Il libro, come giusto che sia, principia dalle origini, dalla città di Rosario – un’Argentina diversa da quella prestigiosa della capitale ma calcisticamente per nulla marginale, l’Argentina che ha amato molto di più l’ennesimo, forse più importante termine di paragone che siamo abituati a contrapporre a Lionel: Diego. Diego che agli argentini ha fatto vincere un mondiale, che riusciva a essere insieme leader e artista (vecchio equivoco, ricorda Gabrielli) laddove il rapporto di Lionel con la nazionale è stato prodigo di sofferenze (a partire dalle lacrime dell’esordio, nel quale fu espulso dopo il primo pallone toccato).
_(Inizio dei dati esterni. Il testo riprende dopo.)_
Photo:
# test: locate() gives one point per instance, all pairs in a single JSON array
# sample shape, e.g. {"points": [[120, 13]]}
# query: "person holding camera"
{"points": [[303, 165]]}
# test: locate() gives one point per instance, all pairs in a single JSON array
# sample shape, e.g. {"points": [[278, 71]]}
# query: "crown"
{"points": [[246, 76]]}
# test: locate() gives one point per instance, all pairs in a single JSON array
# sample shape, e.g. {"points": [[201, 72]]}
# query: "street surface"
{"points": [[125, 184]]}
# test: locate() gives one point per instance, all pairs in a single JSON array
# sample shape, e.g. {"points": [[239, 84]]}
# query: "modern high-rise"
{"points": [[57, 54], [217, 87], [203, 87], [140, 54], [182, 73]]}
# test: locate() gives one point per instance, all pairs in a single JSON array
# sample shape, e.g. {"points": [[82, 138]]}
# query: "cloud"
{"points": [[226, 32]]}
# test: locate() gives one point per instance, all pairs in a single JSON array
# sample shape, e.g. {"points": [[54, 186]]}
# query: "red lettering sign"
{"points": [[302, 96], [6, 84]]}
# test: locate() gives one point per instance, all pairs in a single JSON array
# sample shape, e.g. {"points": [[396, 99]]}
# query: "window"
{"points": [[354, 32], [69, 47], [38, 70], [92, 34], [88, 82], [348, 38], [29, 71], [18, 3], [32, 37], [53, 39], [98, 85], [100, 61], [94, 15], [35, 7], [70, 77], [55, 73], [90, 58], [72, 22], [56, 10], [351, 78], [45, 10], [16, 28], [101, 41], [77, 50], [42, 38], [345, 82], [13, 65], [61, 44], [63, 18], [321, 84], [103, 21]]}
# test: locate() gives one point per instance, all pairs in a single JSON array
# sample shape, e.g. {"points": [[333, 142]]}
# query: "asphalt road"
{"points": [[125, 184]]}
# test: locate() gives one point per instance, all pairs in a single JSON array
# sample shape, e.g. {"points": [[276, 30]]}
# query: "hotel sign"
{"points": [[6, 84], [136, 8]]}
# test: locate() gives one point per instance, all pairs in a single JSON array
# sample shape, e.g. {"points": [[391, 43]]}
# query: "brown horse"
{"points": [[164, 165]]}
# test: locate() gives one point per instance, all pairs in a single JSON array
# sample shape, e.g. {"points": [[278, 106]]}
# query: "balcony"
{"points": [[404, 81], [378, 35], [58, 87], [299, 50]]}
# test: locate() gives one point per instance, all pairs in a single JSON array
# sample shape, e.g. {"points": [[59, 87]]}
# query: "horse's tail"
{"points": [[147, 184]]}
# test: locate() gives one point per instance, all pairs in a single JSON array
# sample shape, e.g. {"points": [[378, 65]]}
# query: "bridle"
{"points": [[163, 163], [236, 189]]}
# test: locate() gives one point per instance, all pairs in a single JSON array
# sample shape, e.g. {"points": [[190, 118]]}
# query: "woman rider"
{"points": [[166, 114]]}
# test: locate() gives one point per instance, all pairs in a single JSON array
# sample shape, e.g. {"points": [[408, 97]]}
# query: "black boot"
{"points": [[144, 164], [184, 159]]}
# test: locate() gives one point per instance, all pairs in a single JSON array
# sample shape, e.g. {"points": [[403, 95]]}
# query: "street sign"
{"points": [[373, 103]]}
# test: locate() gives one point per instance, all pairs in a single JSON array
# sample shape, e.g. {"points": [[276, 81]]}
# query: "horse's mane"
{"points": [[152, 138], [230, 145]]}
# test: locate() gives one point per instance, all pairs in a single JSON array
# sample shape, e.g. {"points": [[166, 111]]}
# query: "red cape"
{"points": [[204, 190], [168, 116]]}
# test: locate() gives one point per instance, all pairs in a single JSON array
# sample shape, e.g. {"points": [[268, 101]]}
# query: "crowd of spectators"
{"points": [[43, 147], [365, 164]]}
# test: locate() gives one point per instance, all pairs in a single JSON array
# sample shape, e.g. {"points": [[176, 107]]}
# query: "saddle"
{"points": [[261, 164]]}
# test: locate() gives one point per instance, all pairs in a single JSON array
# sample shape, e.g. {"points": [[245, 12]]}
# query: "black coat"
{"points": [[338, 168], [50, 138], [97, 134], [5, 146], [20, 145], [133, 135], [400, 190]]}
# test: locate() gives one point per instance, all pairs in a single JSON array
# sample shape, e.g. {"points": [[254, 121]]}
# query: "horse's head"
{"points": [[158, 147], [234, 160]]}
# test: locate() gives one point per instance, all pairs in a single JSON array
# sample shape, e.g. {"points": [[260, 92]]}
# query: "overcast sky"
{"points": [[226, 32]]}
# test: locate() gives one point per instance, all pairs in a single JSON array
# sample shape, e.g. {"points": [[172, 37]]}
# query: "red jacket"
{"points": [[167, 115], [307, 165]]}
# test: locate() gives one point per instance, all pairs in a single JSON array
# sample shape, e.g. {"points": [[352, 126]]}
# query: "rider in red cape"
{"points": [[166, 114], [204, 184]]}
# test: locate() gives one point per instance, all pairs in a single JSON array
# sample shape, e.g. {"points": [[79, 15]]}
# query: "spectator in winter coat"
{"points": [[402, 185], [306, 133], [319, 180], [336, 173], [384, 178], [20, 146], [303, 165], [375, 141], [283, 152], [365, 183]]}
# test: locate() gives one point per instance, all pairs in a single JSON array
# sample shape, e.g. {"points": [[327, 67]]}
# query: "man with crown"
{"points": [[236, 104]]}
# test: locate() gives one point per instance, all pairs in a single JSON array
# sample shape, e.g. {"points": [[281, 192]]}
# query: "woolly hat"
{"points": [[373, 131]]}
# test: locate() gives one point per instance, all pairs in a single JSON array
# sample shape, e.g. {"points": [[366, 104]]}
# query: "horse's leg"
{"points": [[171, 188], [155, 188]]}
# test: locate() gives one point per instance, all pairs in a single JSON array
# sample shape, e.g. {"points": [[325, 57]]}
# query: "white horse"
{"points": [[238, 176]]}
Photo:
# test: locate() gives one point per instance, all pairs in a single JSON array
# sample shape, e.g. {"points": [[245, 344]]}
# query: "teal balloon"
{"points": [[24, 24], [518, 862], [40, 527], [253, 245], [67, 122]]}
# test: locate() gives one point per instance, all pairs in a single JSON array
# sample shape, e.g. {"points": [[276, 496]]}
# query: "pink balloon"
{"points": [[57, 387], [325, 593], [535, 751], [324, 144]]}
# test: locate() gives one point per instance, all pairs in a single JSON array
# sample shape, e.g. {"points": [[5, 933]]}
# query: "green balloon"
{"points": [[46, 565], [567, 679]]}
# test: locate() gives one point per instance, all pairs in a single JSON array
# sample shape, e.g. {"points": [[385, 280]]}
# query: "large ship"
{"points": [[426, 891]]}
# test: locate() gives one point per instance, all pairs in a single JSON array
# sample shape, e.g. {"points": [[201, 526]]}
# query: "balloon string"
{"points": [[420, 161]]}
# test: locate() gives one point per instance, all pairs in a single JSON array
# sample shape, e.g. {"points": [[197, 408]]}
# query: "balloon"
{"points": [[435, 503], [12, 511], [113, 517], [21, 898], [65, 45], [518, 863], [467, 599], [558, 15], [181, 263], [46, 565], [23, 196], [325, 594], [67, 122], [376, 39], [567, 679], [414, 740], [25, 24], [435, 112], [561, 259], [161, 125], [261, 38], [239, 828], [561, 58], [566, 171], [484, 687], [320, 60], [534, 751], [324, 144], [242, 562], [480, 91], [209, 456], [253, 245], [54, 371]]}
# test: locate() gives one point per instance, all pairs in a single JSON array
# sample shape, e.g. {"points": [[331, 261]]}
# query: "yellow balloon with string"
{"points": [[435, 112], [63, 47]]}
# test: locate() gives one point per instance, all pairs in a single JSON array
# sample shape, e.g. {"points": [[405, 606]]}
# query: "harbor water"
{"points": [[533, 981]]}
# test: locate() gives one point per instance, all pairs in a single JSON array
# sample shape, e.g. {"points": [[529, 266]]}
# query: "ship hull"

Rosario, seppur non nuova a regalare talenti, lontana da Buenos Aires dovette sembrarla ancor di più al resto degli argentini quando Lionel se la lasciò alle spalle, presto, da ragazzino, nel momento in cui il padre capì che in Europa gli sarebbero potute accadere cose ben più importanti di quelle domestiche, pur promettenti, di una provincia sperduta del sud del mondo.
Era un affare ricorrente in quegli anni, racconta Gabrielli: in uno dei tanti, ripetuti crolli del paese, la caccia al ragazzino prodigio che potesse risollevare le sorti di una famiglia povera ovviava alla depressione incombente quanto la speranza di un biglietto vincente a un superenalotto miliardario.
Sono molte le angolature da cui è ripreso il calciatore argentino e l’autore si muove abilmente fra vicende di gioco, riferimenti letterari, luoghi e momenti topici di una carriera meravigliosa. Soprattutto Gabrielli sembra aver vinto un’impegnativa scommessa: trovare parole e struttura adeguate al racconto di un artista sublime, una scrittura felicemente lontana dal pessimo racconto sul calcio che ne fanno i più.
Uno specimen fra altri prende spunto da una possibile definizione del dono di Messi, quella che Gabrielli prende in prestito da García Lorca, il duende, “un potere, non un agire; un lottare, non un pensare” come scrisse il poeta spagnolo.
Inspiegabile, il duende cifra la tripletta che l’argentino infligge al Real, come si diceva, nel Clásico del 10 marzo 2007 - un “qualcosa di angelico e demoniaco al contempo”. Ancor più straordinario è ciò che accade col primo gol al Getafe il 18 aprile dello stesso anno: chiunque andasse a rivederlo si troverebbe davanti a una bellezza letteralmente indicibile Per sfidarlo, l’indicibile, il preziosismo stilistico di Gabrielli in questo caso si articola nell’enumerazione, correlativo di uno dei gesti calcistici più straordinari dell’argentino, il penultimo dribbling di una seria cominciata a centrocampo:
Faena de capa, prestidigitazione, capolavoro d’escapologia, preludio al tercio de muleta con il quale Messi mette fuori gioco il portiere, l’ultimo ostacolo, aggirandolo con una gambeta che lo spinge quasi sulla linea di fondo. Di lì, appoggiare in gol con il piede meno nobile dei suoi, il tocco quasi kitsch in un capolavoro d’eleganza, è un gesto ormai quasi spogliato di ogni importanza.
Il gol che più di altri ha innescato il ripetersi di un cliché, come si diceva, obbligato dai fatti: il paragone, quello capitale, fra Messi e Maradona. Occupazione dialettica internazionale ma per forza di cose costante in Argentina.
Argentina che ha imparato tardi ad amarlo, Messi, il timido, antimediatico Messi, quando ha cominciato a farla vincere (le successive svolte con cui Messi negli anni, specie gli ultimi, ha dovuto fare i conti, segnano un filo ben visibile nel racconto).
Del rapporto con l’Argentina, come di quello con i compagni, della famiglia di Messi, del Barcellona, delle partire, Fabrizio Gabrielli sa restituire in luogo di inutili statistiche reperibili ovunque, umori, clima, paure e desideri.
Il sapore, avrebbe detto il dimenticato Roland Barthes - ciò che serve a un racconto per avvicinare la verità, specie quando essa ha da fare con l’enigma del genio.